Les différents acteurs de la tarification
Les activités transports publics de la SNCF ont cette particularité d’avoir une production régie par un contrat avec une autorité publique (Autorité Organisatrice). Dans le cadre du transport régional, c’est la Région qui décide du service public de transport à mettre en œuvre sur son territoire, des dessertes et de la tarification.
En conséquence, pour les services régionaux, la SNCF, représentée par la Direction Déléguée TER ne décide pas du niveau de service et du prix et sa relation avec le client n’est pas directe. C’est Le Conseil régional (l’AO) qui décide. L’organisation est la suivante.
Les tarifications multimodales
Elles visent les clients qui utilisent de façon alternative plusieurs modes au sein d’un même espace, et ce en fonction du jour, de l’heure et du motif du déplacement.
– Elles permettent à la SNCF d’offrir des solutions à l’étalement urbain dans les grandes zones urbaines. En effet, dans ce type de zones, les déplacements correspondent à des distances qui s’allongent, contribuant à augmenter la pertinence du mode ferroviaire pour des déplacements quotidiens. En conséquence, la SNCF se doit d’avoir une offre adaptée en termes de desserte et de tarification.
Deux principes tarifairessont envisageables :
– l’adoption de la tarification urbaine : l’avantage est de s’appuyer sur une gamme déjà connue, ce qui simplifie la distribution et encourage à la multimodalité. Par contre, le problème est qu’on se limite aux frontières du PTU, et on ne prend donc généralement pas en compte l’ensemble du bassin de déplacement. De plus un problème de recettes peut se poser si l’écart de prix entre la tarification urbaine et la tarification TER est important.
Egalement les clients en frontière de PTU sont confrontés à un mur tarifaire et ce type de tarification est à préconiser uniquement sur les PTU à dimension limitée pour lesquels les enjeux financiers sont plus faciles à maîtriser pour la SNCF.

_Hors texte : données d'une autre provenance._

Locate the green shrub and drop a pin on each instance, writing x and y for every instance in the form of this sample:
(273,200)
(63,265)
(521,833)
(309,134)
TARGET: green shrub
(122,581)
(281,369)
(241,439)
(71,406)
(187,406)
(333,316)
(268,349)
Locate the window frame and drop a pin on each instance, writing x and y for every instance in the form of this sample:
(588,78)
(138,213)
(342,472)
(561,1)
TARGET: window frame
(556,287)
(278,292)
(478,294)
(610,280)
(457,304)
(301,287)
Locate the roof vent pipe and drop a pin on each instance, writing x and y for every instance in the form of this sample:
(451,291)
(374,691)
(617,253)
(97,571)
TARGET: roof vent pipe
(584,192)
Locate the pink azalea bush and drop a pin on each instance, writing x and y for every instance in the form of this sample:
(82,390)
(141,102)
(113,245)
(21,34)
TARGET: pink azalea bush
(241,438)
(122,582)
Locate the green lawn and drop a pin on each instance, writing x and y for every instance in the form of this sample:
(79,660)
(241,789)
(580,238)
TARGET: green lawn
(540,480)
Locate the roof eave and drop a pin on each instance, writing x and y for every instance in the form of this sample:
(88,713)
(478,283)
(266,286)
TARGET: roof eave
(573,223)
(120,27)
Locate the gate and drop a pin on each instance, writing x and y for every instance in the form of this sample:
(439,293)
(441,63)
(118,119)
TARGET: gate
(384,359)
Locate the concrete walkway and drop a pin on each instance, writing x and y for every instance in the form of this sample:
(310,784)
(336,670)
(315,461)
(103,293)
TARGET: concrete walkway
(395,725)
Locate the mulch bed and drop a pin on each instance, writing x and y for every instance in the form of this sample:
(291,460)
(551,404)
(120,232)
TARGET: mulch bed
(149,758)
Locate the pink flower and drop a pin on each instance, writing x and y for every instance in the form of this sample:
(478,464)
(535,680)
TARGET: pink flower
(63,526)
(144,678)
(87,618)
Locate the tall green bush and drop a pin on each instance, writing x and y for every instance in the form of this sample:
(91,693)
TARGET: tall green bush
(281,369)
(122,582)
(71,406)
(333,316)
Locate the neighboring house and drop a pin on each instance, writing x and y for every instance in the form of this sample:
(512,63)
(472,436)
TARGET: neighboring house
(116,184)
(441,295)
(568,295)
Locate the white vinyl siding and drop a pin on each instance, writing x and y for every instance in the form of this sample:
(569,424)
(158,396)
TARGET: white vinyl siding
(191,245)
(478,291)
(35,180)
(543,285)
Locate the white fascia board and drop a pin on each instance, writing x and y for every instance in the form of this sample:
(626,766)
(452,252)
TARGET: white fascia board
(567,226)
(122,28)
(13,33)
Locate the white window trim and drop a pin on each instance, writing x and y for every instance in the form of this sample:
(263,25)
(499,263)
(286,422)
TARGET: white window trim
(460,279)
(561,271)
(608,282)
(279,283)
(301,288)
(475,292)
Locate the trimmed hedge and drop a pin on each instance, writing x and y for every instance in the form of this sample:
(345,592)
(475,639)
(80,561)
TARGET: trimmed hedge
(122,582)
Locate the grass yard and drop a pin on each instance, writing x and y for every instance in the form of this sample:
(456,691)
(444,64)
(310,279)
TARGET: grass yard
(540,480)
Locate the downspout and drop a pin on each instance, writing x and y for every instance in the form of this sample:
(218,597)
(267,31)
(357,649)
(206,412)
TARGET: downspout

– la création d’une gamme multimodale spécifique : cette gamme vient en complément des gammes monomodales qui continuent d’exister. Il s’agit d’abonnements ou de billets unitaires multimodaux donnant libre accès et libre circulation sur les réseaux urbains et ferroviaires. Le prix des abonnements multimodaux est au moins légèrement supérieur au prix des abonnements monomodaux de chaque réseau. Ainsi, il n’est utilisé que par les clients réellement multimodaux. Dans ce cas, le risque sur les recettes est limité mais la création d’une nouvelle gamme conduit à complexifier l’information pour le client et oblige à mettre en place une communication spécifique.
Pour simplifier les gammes tarifaires et favoriser la multimodalité, on peut envisager à terme une substitution progressive de la gamme multimodale. Cela implique :
– de fusionner intégralement les gammes et les politiques tarifaires commerciales et sociales de chaque AO
– de résoudre le problème d’un niveau de prix compatible avec des déplacements courte distance (urbain) et longue distance (ferroviaire). C’est dans la résolution de cette seconde difficulté que trouve sa justification la tarification zonale.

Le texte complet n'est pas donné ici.